Indes, aus Staub kann niemals ein Topf werden, ein Bindemittel muß auch dabei sein. Bei Hummeln besteht es aus Wachs, das aus dem Körper, aus den Verbindungshäutchen der Leibesringe, ausgeschwitzt wird und an der Luft sofort zu flachen, weichen Plättchen erstarrt. Mit Zangen, die sich an den Fersengliedern und Unterschenkeln der Beine befinden, faßt Bombina die Wachsscheibchen, schiebt sie zwischen ihre Kiefer und knetet Klümpchen daraus. Aus ihnen formt sie durch andauerndes Pressen und Glätten in der Mitte ihrer Nestkuhle eine runde Bodenplatte. Für die Wände, die eßbar sein sollen, vermengt sie das Wachs jeweils mit der doppelten Menge Blütenstaub. So entsteht aus Körnchen um Körnchen ein annähernd senkrecht stehender, bauchig gerundeter Napf, die Brutzelle. Wenn auch das Wachs verhältnismäßig weich und der Pollenstaub leicht ist, für Bombinas geringe Kräfte erfordert die Töpferei sehr viel Zeit und Mühe, und dabei ist erst die untere Hälfte der Zelle fertiggeworden. Bevor Bombina die Brutzelle verschließt, füllt sie Futterbrei, mit Honig vermischten Blütenstaub, hinein und stampft ihn ein wenig fest. Obendrauf legt sie sechs blendend weiße, leicht gekrümmte Eier, jedes zweieinhalb Millimeter lang und einen Millimeter dick. Daneben fügt sie ein paar Honigtröpfchen. Jetzt erst verschließt sie die Öffnung mit einer dünnen Wachsschicht. Anschließend beginnt sie ein zweites Stockwerk, eine zweite Brutzelle, zu errichten, die in gleicher Weise mit Futter und Eiern versorgt und zuletzt verschlossen wird.

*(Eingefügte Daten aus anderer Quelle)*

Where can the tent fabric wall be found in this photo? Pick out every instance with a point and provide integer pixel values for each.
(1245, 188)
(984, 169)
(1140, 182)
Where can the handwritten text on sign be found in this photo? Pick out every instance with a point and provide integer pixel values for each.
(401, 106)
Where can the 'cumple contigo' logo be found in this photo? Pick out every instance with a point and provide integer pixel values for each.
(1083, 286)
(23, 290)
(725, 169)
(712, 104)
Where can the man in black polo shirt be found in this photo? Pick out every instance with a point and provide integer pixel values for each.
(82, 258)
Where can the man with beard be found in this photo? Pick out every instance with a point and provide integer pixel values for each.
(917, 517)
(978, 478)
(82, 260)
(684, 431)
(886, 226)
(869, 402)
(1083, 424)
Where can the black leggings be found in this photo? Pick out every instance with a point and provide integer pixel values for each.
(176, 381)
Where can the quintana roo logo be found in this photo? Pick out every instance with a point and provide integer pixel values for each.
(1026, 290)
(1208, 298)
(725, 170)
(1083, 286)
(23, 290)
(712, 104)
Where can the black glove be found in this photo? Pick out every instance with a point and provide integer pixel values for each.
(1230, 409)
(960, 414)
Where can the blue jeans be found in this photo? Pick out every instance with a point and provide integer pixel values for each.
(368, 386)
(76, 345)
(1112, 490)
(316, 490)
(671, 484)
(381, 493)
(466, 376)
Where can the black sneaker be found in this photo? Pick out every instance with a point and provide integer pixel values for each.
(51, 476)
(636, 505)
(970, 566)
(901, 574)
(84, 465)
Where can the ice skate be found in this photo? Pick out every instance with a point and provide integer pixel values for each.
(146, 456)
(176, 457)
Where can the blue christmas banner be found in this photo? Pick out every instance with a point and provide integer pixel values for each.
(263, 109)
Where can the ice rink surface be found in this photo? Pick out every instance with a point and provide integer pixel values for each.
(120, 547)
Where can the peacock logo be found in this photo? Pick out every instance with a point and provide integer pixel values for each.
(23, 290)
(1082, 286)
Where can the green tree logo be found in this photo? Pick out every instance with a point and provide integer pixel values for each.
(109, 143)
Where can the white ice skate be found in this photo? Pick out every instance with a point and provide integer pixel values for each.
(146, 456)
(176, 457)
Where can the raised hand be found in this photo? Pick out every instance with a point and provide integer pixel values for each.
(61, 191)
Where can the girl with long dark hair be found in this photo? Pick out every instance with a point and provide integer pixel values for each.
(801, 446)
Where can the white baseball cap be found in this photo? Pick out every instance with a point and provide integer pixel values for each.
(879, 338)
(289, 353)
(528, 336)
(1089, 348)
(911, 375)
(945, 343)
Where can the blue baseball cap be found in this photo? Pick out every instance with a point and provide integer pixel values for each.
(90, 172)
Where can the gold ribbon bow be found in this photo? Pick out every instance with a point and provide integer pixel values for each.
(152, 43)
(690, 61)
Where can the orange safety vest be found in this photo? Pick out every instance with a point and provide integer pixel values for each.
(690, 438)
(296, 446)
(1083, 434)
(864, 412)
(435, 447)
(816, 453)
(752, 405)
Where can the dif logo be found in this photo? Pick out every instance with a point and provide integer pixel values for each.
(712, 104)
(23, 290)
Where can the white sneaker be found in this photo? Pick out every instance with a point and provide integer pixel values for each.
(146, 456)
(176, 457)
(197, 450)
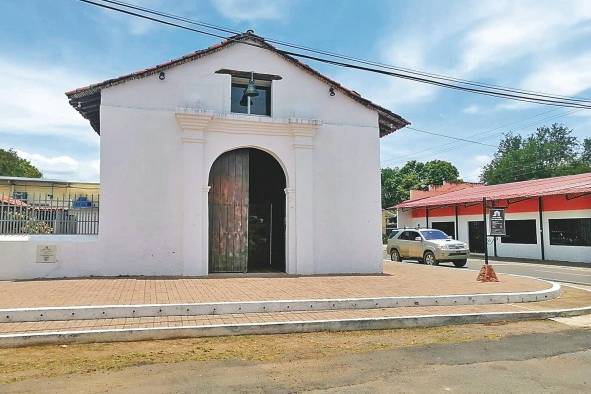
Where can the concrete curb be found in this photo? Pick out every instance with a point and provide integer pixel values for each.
(156, 333)
(217, 308)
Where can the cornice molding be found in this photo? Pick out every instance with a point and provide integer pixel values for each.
(204, 121)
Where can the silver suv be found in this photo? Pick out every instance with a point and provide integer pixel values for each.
(427, 245)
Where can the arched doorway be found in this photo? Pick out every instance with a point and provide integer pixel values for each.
(246, 212)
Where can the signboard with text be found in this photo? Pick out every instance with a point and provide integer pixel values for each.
(46, 254)
(497, 221)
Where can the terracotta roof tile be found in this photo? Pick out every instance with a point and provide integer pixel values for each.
(571, 184)
(388, 120)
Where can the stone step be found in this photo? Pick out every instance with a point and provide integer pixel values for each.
(244, 307)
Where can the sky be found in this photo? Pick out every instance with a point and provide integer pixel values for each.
(49, 47)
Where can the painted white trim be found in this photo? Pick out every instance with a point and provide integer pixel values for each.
(206, 121)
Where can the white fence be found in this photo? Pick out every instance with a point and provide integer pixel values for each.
(70, 214)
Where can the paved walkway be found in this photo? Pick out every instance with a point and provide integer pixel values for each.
(570, 298)
(399, 280)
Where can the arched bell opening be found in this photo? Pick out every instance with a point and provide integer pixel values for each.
(246, 212)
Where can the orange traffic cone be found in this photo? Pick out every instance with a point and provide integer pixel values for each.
(487, 274)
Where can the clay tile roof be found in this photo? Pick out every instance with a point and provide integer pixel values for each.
(5, 200)
(570, 184)
(86, 100)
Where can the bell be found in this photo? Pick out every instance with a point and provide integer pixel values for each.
(244, 101)
(251, 89)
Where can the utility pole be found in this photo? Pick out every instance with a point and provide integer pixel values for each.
(487, 273)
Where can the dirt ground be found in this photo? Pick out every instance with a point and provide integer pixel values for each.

Aus den Näpfen samt Inhalt sollen in einigen Wochen etwa ein Dutzend junger Hummeln entstehen, der bescheidene Anfang zu Bombinas großer Familie. Allein, es kommt diesmal anders: Bornbina bat eben den obersten Deckel vollendet, als der Boden der Höhle zu beben beginnt; die Wände wanken, stürzen ein, unheimlich schnell öffnet sich in der Erde ein breiter Spalt. Bombina erreicht gerade noch den rettenden Gang und rennt um ihr Leben; denn hinter ihr bricht alles zusammen. Es mag ein Maulwurf sein, der einen neuen Stollen aushebt und dabei Bombinas Nest aufwölbt und zertrümmert. Trotz der Gefahr, in der sie schwebt, drängt es sie zur Katastrophenstelle zurück, aber sie ist viel zu schwach, als daß sie die Trümmerstätte durchstoßen könnte. Heim und Familie sind verloren.

Bombina zögert nicht lange, aufs neue zieht sie suchend ihre Kreise, um anderswo von vorn zu beginnen. Inzwischen haben alle überwinterten Erdhummelweibchen Nester bezogen, und auch Stein-und Gartenhummeln haben sich eingenistet. Bombina muß das nächstbeste nehmen, was sich ihr anbietet. Unter den Bodenbrettern eines Schuppens findet sie etwas Brauchbares. Acht Tage später stehen auch hier zwei Brutnäpfe übereinander fix und fertig in der Nestmulde, und nahebei ein kleinerer offener Topf aus reinem Wachs, den sie bis zum Rand mit Honig füllt. Es ist der Mundvorrat für die Regentage, wenn die Blütengeschäfte draußen geschlossen haben.